Göz sağlığı açısından güneş gözlüğü özelliklerinin son derece önemli olduğunu belirten Karakahya, ”Özellikle iklim değişikliklerinin ve ozon tabakasının incelmesinin verdiği etkiyle uzun süre güneş ışınlarına ve özellikle mor ötesi ışın dediğimiz zararlı ışınlara maruz kalma, gözde kataraktın yanı sıra sarı nokta hastalığına, göz çevresindeki ciltte kanserlere neden olmakta. Aynı şekilde göz yüzeyini örten dokuda değişiklikler meydana gelebilmekte” diye konuştu.
Karakahya, bunlardan korunmanın en önemli yolunun güneş gözlükleriyle koruyucu şapkalar kullanmak olduğunu belirterek, ”Güneş gözlüğü aksesuar değil, göz sağlığının korunması için bir ihtiyaçtır” dedi.

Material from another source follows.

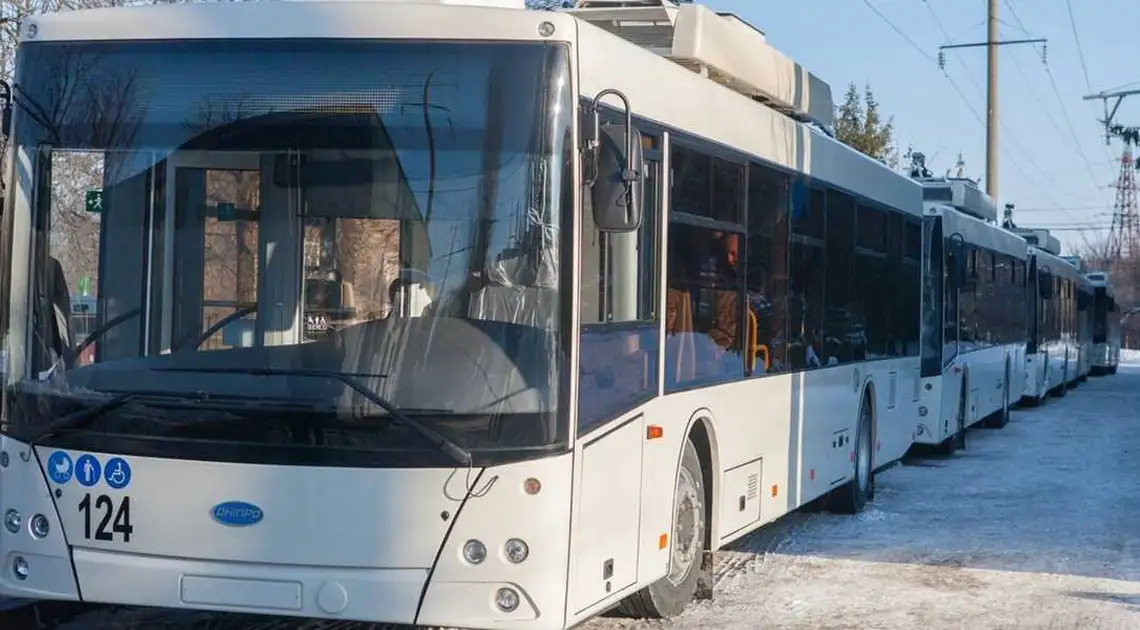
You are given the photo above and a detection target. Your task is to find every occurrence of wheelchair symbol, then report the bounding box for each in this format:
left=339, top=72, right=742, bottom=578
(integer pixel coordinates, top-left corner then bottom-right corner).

”Pahalı gözlük iyi gözlük değildir”
Halk arasında güneş gözlüğü seçimine ilişkin bilinen bazı yanlışlar olduğunu vurgulayan Karakahya, şunları söyledi: ”Pahalı gözlük iyi gözlük değildir. Güneş gözlüklerinin seçiminde yüze iyi oturması, yüz anatomisine uygun olması belki de en önemli faktörlerden biri. Özellikle kulaklara, burna baskı yapmayan ve mümkün olduğunca daha fazla alanı örten güneş gözlüklerini seçmek önemli. Yukarıdan ya da yanlardan güneş ışığını geçirmeyen, alttan yansıyan ışınların geçişini engelleyen büyüklükte gözlükler tercih edilmeli.
Kaliteli gözlük nasıl anlaşılır?
Gözlüğün kalitesinin, ürün satın alınmadan sorgulanması gerektiğini dile getiren Karakahya, şöyle konuştu: ”Gözlük alındığı zaman mutlaka kalite belgesinin sorulması gerekiyor. Bu kalite belgesinde de yüzde 99 ve üzerinde ultraviyole koruması olduğuna ya da 400 nanometre altındaki ışınları geçirmediğine dair bilginin varlığı araştırılmalı. Kaliteyi anlamanın bir başka yolu da gözlüğü taktıktan sonra dikey bir çizgiye odaklanmaktır. Bu bir pencere kenarı da olabilir. Gözlüğü hafifçe yukarı aşağı, sağa sola hareket ettirdiğimizde bu çizgide oynama oluyorsa ya da kırılmalar söz konusu ise o gözlük uygun değil demektir. Bu durumda farklı gözlüklerin tercih edilmesi gerekir. Koyu renkli camlar ultraviyole korumayı sağlar demek yanlış olur. Cam rengiyle ultraviyole koruma arasında bir ilişki yok, her koyu renkli gözlük bizi zararlı ışınlardan korumaz. Bu konuda da dikkatli olmamız gerekmektedir.” Yrd. Doç. Dr. Karakahya, güneş gözlüklerinin her yaşta kullanılmasında bir sakınca bulunmadığını, gelişim çağındaki çocukların dahi güneş gözlüğü kullanmalarını tavsiye ettiklerini söyledi.